For its part, Housing Preservation and Development says the right to an affordable housing unit was never meant to be like a deed or property title, which can easily be transferred to individuals upon one's death.

"We are attempting to open up Mitchell-Lama units to more hardworking New Yorkers who are in desperate need of affordable housing, without disrupting life or adding anxiety to those who currently reside in Mitchell-Lama developments," says department spokesman Eric Bederman. "[A recent] hearing was an opportunity to get feedback from Mitchell-Lama residents and those familiar with the program, and we will carefully consider all of the comments prior to finalizing the rule changes."

The process is still in the public comment period, which is open until November 30 for people to submit written testimony.

There are 97 city-sponsored moderate- and middle-income rental and limited-equity cooperative developments in New York City, with more than 44,600 units. Housing Preservation and Development supervises waiting lists and management issues, and has other oversight responsibilities for 78 Mitchell-Lama developments; an additional 19 developments have shared supervision by HPD and the federal Department of Housing and Urban Development.

Any couple in New York City can now get married and guarantee rights of succession for housing.
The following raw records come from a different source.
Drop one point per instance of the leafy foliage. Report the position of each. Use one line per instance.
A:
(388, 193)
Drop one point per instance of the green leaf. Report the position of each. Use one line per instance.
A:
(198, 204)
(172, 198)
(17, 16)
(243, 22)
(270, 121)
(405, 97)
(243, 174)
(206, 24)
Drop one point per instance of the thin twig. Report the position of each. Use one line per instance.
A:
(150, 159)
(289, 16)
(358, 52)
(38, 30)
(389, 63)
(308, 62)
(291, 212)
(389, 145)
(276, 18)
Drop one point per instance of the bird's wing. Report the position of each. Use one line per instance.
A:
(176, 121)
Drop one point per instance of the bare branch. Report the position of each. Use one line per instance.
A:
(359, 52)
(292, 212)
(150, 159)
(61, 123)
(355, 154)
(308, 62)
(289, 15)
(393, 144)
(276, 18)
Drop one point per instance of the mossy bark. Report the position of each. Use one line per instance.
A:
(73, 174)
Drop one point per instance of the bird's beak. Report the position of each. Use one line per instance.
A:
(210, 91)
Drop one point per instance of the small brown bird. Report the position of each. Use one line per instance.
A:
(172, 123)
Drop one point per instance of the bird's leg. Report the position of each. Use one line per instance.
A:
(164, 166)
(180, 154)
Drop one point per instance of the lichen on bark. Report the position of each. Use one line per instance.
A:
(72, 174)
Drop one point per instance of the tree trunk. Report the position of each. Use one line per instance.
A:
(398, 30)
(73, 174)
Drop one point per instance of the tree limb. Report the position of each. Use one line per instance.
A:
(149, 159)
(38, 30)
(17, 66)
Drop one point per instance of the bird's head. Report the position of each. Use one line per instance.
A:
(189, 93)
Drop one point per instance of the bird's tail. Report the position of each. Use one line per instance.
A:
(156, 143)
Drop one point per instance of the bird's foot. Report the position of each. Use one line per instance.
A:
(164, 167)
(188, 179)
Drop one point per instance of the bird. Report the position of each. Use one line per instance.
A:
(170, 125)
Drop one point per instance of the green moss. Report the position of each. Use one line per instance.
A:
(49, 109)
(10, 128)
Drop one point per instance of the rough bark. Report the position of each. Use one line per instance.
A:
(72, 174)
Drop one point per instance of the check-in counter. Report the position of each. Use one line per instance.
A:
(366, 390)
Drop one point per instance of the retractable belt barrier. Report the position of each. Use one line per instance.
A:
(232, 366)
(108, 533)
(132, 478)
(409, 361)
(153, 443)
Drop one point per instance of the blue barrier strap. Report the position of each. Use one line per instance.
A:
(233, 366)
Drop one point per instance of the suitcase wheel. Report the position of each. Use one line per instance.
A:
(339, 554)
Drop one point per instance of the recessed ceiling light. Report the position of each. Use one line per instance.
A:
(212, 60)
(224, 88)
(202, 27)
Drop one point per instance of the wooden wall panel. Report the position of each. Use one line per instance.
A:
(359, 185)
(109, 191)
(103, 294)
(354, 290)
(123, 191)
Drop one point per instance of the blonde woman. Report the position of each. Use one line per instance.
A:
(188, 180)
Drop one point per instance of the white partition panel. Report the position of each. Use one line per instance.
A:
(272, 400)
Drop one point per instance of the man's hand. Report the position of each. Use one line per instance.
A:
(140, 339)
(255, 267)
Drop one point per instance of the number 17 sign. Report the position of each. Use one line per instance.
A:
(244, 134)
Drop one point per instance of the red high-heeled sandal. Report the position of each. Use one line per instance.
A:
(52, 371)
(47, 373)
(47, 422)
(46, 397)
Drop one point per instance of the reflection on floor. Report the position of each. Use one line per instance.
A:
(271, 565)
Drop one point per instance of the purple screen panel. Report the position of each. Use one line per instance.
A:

Advocates for changes to Mitchell-Lama contend the system has broken down in recent years. There have been instances where the tenant of record moves out after a short period of time to create succession rights for someone else, essentially allowing that person to jump the line without being on a waiting list. Such a situation hurts other eligible people who have been on waiting lists for years.

But activists in the LGBT community are not convinced. Representatives ftom the Legal Aid Society, the New York Legal Assistance Group, and Columbia University all submitted testimony to HPD opposing the proposed amendment.

"We are well beyond the day when a public entity can limit access to a program such as the Mitchell-Lama program with such a narrowly defined conception of family," Katherine Franke, director of the Center for Gender and Sexuality Law at Columbia Law School, said in written testimony during a public hearing November 6. "The proposed amendment's limitation in the ability to gain or retain access to Mitchell-Lama housing rights marks a step backward in the well-accepted recognition of a broad diversity of families in New York City."

Baldacci echoes Franke's statement.

"HPD may moan and groan, but it presents no evidence linking its alleged waiting list problems with the succession regulations that have protected many families from eviction and possible homelessness," he says.

The election of left-leaning Bill de Blasio could mean a reversal by HPD on the proposed change, which was put forth under Mayor Michael Bloomberg. It is unclear, though, how quickly the amendment could proceed since de Blasio does not take office until January.

Regardless, any change to the Mitchell-Lama program could be contested in court, and if that happens, it would not go into effect immediately.